= The Shanghai Capitalists and the Nationalist Government =

1980 book by Parks Coble

The Shanghai Capitalists and the Nationalist Government, 1927-1937 is a nonfiction book by Parks Coble, published in 1980 by Harvard University Press. It is about the relationship between Chiang Kai-shek's Kuomintang (KMT) government and businesspeople in the Republic of China (1912-1949).

According to the book, there were tensions in the relationship between the two parties that was left out of then-mainstream accounts of a tight relationship between those parties that was common in both left-wing and right-wing views. The idea that the businesspeople were allied with the KMT, was something Coble described as the "alliance thesis". Coble concluded that, instead, the KMT controlled the businesspeople rather than the reverse, and the book also argues that the military was what propped up the KMT instead of the businesspeople. Shannon R. Brown of the University of Maryland Baltimore County argued that the work is "mildly revisionist" due to contradicting previous conventional wisdom.

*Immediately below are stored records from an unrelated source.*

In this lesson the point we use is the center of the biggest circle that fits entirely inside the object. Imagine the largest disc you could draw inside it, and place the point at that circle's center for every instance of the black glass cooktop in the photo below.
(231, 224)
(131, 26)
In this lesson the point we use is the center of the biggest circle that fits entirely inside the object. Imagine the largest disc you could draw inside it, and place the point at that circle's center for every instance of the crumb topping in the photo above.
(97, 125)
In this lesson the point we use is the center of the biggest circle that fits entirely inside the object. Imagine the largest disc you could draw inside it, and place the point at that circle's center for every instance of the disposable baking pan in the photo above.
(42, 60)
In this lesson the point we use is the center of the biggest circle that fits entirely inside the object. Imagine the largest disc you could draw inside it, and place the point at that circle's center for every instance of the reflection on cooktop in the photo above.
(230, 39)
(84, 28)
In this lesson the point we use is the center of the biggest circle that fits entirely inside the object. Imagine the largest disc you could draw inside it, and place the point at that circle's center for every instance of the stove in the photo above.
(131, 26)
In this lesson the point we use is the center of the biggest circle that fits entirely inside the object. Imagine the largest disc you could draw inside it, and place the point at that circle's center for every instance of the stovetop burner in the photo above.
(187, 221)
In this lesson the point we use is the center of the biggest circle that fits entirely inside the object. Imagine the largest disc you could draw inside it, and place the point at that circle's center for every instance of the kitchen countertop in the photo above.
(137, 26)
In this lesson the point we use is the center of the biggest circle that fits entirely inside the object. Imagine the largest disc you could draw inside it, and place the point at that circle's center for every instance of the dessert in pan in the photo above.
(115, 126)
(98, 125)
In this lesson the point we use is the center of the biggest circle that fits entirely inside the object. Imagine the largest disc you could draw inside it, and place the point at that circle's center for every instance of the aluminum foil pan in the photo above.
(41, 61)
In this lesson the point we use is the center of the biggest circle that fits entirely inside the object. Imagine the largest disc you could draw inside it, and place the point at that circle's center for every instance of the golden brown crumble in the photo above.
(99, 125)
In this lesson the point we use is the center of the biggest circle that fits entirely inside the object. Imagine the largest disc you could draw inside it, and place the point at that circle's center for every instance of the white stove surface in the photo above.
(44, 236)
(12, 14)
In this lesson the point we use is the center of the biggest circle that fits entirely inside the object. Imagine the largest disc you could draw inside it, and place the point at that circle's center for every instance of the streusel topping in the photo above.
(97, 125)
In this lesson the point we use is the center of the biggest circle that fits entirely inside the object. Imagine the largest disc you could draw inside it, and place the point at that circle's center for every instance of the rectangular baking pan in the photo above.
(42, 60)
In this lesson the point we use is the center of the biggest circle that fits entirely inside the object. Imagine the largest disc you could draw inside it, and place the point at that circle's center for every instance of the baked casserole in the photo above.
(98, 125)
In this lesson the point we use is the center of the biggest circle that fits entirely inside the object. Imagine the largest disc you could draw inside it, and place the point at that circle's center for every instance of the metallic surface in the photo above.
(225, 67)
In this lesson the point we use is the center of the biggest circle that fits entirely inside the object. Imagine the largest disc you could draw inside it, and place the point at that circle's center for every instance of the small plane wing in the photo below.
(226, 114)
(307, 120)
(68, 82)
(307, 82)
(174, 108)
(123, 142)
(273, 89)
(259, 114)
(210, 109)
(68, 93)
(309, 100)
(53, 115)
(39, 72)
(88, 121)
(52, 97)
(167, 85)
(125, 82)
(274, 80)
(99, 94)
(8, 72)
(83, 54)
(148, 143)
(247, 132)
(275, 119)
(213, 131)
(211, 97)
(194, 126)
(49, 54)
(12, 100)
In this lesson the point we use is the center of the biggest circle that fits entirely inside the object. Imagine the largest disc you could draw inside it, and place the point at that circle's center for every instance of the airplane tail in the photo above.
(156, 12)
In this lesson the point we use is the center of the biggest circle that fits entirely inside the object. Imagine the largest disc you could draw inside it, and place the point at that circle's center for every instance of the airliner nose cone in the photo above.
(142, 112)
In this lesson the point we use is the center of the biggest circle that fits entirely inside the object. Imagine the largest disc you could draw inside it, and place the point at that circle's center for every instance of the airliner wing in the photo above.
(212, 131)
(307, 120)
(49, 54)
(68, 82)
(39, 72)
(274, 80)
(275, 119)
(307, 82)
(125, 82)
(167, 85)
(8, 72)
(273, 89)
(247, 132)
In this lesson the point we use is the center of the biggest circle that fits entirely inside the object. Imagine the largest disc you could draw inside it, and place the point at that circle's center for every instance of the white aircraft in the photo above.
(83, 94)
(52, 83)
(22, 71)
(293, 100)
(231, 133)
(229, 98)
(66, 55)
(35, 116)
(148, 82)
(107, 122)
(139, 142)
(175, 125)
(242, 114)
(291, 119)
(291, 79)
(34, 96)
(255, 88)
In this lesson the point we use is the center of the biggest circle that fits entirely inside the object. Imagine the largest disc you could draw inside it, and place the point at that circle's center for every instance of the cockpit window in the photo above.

According to Lynn T. White III, the book mainly focuses on the political sphere and has some content about the economy of this period.

==Background==
The book's sourcing includes journals/magazines, memoirs, newspapers, and reports on statistics from the era.

==Contents==
Parts of the book document how businesspeople at first found increasing influence at the start of the Republic and that Chiang's effort to nationalize beginning in 1934 changed those fortunes. Susan L. Mann of University of California, Santa Cruz argued that the book's introduction does not properly account for the book's initial portion.

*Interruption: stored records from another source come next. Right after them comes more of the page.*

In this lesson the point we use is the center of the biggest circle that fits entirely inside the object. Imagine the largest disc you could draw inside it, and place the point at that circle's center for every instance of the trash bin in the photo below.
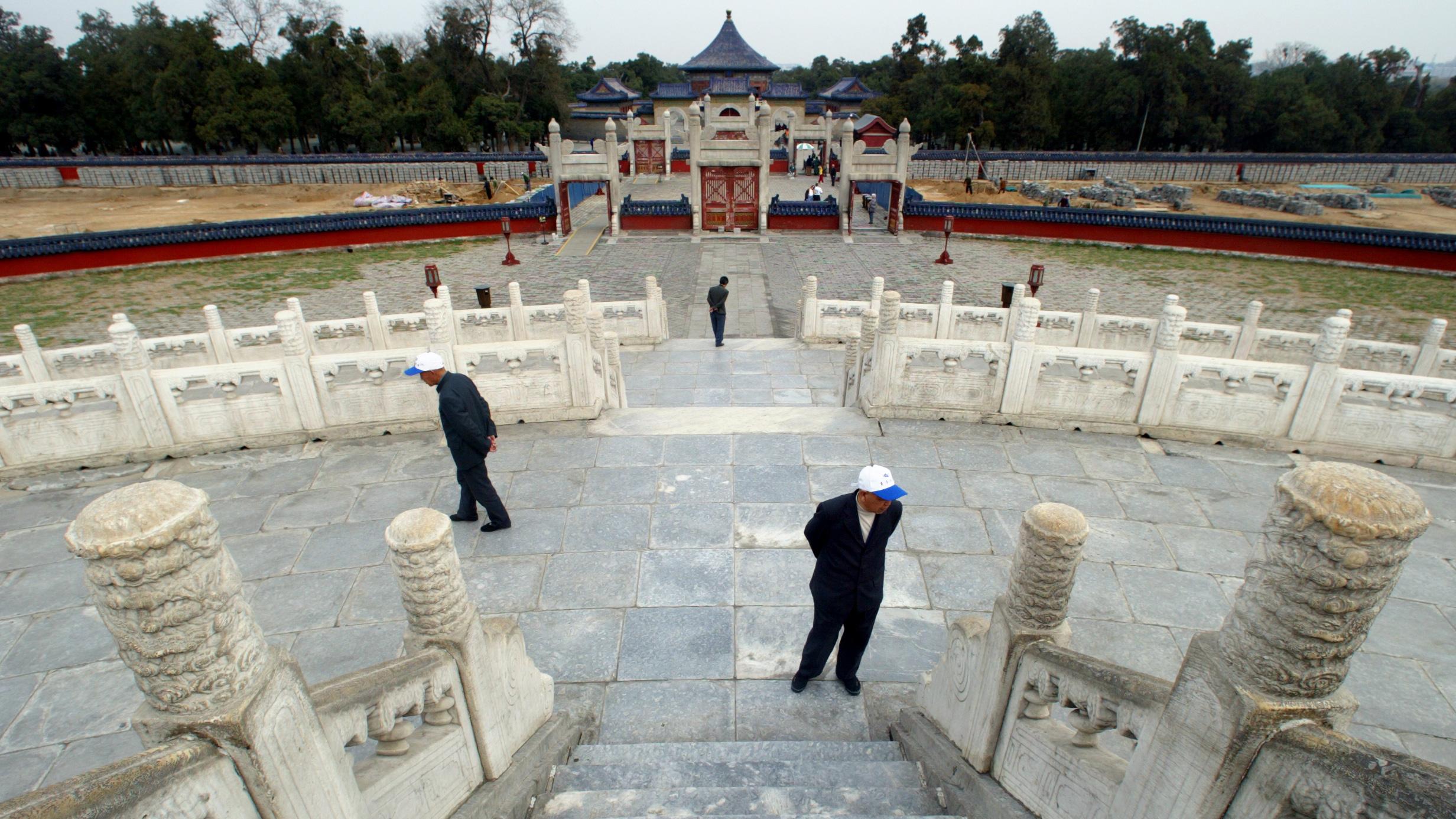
(1008, 291)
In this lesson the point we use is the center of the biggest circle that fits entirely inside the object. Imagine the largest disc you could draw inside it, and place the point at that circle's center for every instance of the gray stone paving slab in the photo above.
(1174, 598)
(574, 646)
(331, 652)
(677, 643)
(775, 577)
(92, 752)
(771, 525)
(346, 545)
(299, 602)
(697, 710)
(686, 577)
(34, 547)
(1133, 542)
(69, 637)
(695, 485)
(1212, 551)
(766, 708)
(74, 703)
(590, 580)
(607, 528)
(503, 585)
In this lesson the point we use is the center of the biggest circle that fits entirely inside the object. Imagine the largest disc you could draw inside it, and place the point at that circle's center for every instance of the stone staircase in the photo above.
(739, 779)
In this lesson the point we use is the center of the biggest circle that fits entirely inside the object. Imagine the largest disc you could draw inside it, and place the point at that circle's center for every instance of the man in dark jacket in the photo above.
(471, 435)
(848, 537)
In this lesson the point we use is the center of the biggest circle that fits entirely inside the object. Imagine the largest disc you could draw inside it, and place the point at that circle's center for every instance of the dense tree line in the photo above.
(490, 73)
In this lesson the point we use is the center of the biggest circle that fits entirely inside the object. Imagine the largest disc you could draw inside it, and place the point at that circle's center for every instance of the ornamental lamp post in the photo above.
(506, 230)
(945, 252)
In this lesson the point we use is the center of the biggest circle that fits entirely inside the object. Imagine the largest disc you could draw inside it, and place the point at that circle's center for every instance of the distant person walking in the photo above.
(718, 310)
(848, 537)
(471, 436)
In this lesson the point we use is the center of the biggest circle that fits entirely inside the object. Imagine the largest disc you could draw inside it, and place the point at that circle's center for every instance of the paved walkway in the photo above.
(658, 571)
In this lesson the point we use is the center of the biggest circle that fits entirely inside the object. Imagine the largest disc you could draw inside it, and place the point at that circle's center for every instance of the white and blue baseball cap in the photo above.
(879, 480)
(424, 363)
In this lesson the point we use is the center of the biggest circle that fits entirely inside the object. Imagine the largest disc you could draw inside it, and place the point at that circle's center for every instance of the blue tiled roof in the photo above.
(848, 89)
(609, 89)
(784, 91)
(729, 53)
(673, 91)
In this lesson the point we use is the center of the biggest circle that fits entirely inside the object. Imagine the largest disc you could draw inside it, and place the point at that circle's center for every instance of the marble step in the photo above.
(766, 773)
(637, 754)
(746, 802)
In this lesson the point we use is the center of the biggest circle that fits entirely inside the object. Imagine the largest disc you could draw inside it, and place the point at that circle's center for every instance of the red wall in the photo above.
(1334, 251)
(657, 222)
(802, 222)
(265, 244)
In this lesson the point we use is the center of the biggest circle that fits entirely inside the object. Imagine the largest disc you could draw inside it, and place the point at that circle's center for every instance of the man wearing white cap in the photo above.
(471, 435)
(848, 535)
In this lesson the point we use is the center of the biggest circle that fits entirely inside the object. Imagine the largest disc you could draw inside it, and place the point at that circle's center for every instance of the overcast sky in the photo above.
(788, 31)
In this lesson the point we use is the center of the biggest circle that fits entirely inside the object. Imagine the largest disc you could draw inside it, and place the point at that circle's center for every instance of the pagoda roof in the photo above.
(849, 89)
(729, 53)
(609, 89)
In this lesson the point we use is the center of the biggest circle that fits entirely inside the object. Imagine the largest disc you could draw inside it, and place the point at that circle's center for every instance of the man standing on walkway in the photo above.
(471, 435)
(718, 308)
(848, 537)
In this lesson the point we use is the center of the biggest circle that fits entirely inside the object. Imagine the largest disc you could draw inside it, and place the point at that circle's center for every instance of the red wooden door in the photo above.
(651, 158)
(730, 199)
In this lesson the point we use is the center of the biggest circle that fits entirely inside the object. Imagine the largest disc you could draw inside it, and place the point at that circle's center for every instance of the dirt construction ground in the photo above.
(1391, 214)
(44, 212)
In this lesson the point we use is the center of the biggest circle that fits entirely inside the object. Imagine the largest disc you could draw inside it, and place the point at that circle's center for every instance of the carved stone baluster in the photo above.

According to Sherman Cochran of Cornell University, the book puts most of its focus on the KMT, and particularly Du Yuesheng, H. H. Kung, and T.V. Soong rather than on Chiang and on the businesspeople; Du, Kung, and Soong directly dealt with the businesspeople.

==Release==
There are two Mainland Chinese translations which Coble agreed to, both released in 1988. Nankai University Press published one, titled Zhejiang caifa yu minguo zhengfu, 1927-1937 (江浙财阀与国民政府, 1927-1937). The Chinese Academy of Social Sciences published another, translated by Yang Ximeng (杨希孟), titled Shanghai ziben jia yu guomin zhengfu (上海资本家与国民政府); this translation has the English title The Kuomintang Regime and the Shanghai Capitalists in its 1988 printing, while a 2015 re-print of that version, by Beijing World Publishing Corporation (世界图书出版公司北京公司), uses the original English name as its English title.

==Reception==
Brown stated that the work is also "valuable" in its information on economic matters and not only political ones.

Cochran praised how it dealt with the political realm but that the work "is less successful" in the economic sphere due to using inferences on why certain businesspeople took certain actions instead of finding hard evidence.

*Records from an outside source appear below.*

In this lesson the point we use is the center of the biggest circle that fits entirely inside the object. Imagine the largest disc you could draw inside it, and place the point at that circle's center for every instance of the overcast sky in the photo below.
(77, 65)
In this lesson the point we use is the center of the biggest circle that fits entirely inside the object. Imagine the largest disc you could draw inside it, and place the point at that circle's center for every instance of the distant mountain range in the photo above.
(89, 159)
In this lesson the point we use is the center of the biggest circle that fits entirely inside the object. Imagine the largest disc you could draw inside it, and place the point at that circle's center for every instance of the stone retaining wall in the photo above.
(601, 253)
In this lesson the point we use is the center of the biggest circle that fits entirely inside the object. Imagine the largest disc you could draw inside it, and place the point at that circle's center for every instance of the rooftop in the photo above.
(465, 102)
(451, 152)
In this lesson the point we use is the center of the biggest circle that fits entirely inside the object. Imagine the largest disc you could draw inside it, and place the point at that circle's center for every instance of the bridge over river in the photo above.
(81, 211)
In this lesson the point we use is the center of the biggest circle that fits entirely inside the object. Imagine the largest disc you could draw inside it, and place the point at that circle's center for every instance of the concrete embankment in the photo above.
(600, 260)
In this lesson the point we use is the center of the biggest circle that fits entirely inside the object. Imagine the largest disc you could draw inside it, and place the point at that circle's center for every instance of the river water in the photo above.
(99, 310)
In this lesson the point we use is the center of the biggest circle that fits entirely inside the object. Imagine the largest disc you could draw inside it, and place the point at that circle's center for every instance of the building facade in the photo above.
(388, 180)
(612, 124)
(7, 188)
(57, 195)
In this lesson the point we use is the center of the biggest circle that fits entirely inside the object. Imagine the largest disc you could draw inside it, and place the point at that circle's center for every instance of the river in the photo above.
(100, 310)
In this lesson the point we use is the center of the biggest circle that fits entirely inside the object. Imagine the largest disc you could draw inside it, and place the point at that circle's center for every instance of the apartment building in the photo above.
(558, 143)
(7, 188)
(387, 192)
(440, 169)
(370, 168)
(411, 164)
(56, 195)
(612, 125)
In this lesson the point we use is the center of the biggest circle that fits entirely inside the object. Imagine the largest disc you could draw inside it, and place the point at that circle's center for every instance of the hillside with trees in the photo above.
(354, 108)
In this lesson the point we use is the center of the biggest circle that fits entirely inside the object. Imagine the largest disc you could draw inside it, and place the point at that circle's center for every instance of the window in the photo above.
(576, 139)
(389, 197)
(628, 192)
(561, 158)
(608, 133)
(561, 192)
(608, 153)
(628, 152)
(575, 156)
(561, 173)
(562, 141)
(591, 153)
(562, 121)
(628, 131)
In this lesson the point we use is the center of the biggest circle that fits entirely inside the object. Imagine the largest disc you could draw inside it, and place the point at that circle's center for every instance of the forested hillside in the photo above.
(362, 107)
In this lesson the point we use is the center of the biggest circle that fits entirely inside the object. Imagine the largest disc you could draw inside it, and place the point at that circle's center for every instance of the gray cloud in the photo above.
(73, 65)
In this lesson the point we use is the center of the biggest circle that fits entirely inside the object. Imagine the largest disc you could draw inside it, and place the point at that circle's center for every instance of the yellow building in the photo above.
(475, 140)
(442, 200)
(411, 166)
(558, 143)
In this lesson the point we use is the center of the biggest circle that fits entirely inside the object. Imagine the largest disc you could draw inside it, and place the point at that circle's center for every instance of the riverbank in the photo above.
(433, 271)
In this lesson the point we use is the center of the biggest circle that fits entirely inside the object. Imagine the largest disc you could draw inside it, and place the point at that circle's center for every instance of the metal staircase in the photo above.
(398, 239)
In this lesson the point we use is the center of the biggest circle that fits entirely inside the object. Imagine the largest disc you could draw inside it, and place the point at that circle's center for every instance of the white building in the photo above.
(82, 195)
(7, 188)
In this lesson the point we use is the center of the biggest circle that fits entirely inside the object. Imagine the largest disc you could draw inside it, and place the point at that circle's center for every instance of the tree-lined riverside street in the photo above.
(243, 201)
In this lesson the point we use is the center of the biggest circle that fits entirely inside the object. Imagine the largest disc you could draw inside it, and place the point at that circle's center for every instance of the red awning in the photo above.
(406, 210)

Chi-ming Hou of Colgate University argued that the subject is "important" and that work "is well written" overall; he also stated that the main idea of the work "is probably correct." However, Hou argued that his conclusion could not be verified because his guiding explanation that the work examines was "much too loose" as the author fails to adequately put on proper definitions of key words.

Mann argued that the book contains "very good history", and that the author "judiciously and fairly" used his sources.

Ralph W. Huenemann of the University of British Columbia wrote that the work is "useful". Huenemann wished that it explained the course of T.V. Soong's career in the Kuomintang regime; he characterized this comment as "a plea for further research" rather than a true "criticism".

White argued that "the breadth of its main idea" made the book important, that the main idea was "strong enough to shape debate in its sub-field for a long time", and that the portions covering the economy were "carefully done".